Nobel Laureate, Prof. Wole Soyinka, on Thursday dismissed claims that he had endorsed some politicians as his presidential and governorship candidates ahead of the February elections.
Soyinka, in a piece titled, ‘Identity Thieves and the 2015 Election Peace Accord,’ warned those spreading the rumour of his purported endorsement of candidates “to be less gullible, and avoid becoming cheap conduits for the deception industry.”
He said, “Let me thus seize the occasion of the Abuja accord to state categorically that I have never made a statement endorsing any presidential or governorship contestant. All such attributions are fabrications by faceless, often self-appointed agents of deception, and should be publicly pilloried.
“Whenever I choose to declare support for a candidate – as is my electoral right – I shall ensure that I deploy a medium that places my authorship beyond dispute.”
Reacting to the peace pact signed by President Goodluck Jonathan and Maj. Gen. Muhammadu Buhari (retd.) on Wednesday to ensure violence-free polls, Soyinka said he was impressed with the outcome of the meeting.
He described the pact as a “positive step in the direction of democracy.”
He commended the efforts of a former Secretary-General of the United Nation, Kofi Annan, and a former Secretary-General of Commonwealth, Chief Emeka Anyaoku, in ensuring the success of the accord.
The Nobel Laureate said if the peace pact was adhered to with sincerity, it would ensure a wholesome space for future elections and avert further violence.
“It might even come close to what the democratic ideal should be, as canvassed by others, including Governor Babatunde Fashola a few years ago,” Soyinka added.
He, however, said he was disappointed that the communiqué issued after the peace meeting made no reference to the victims of political violence.

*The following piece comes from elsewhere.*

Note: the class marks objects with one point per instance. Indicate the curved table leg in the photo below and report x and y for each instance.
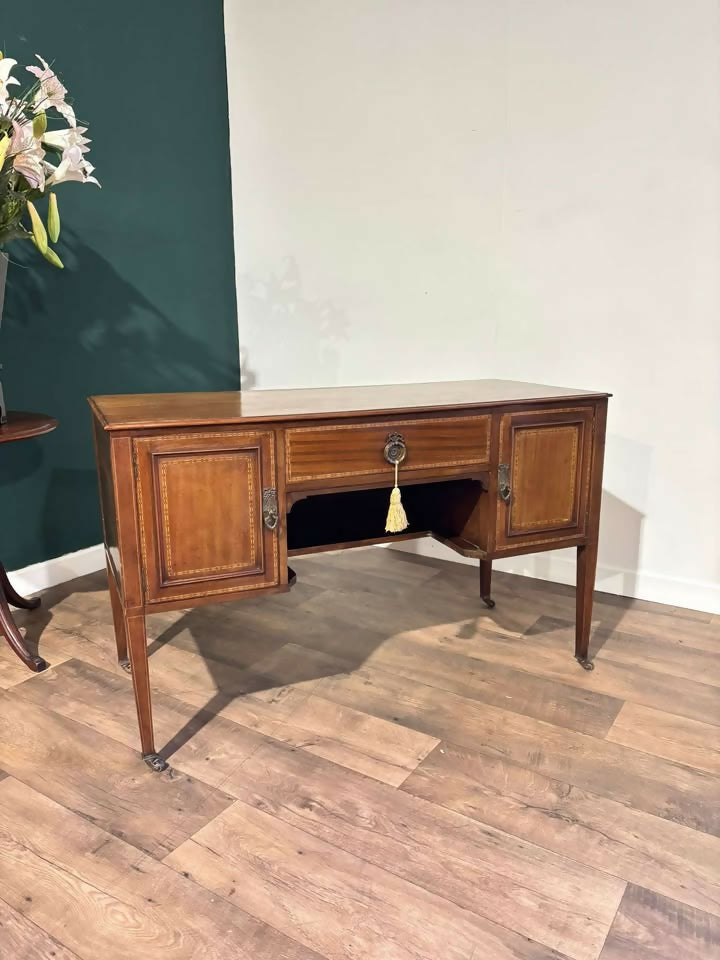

He said, “From personal interest, however, I was disappointed that the communiqué makes no reference to the violence done to members of the electorate whose identities are stolen, abused and debased during this exercise.
“It is rapidly becoming commonplace to encounter totally fictitious statements, even entire interviews published and attributed to unsuspecting authorship. This criminal proceeding has even involved the cloning of media mastheads to which non-existent interviews are then attached. To render it in local parlance, this is political 419, and of the most despicable brand.
“While it would be unjust to place direct responsibility on the contestants, one must stress that they also have a moral responsibility to denounce these dirty tricksters in the strongest terms, even in their own interest.
“The resentment inspired in victims of such cowardly conduct cannot but impact on their own political image. The media must also protect itself by taking necessary measures against such unprincipled confusionists. It is the democratic right of every citizen to know exactly who is saying what on issues that affect their political choices.
“I take a less serious – indeed, near carnivalesque view of the opportunistic and sometimes de-contextualised use of genuine quotes from statements I have made in the past – that is a different matter entirely. As a non-pensioned writer, however, and thus dependent on the proceeds of intellectual property, such users should expect to hear from my literary agents.
“I join General Abdulsalami and others in hoping that 2015 prove a live-and-learn election year, not a do-or-die!”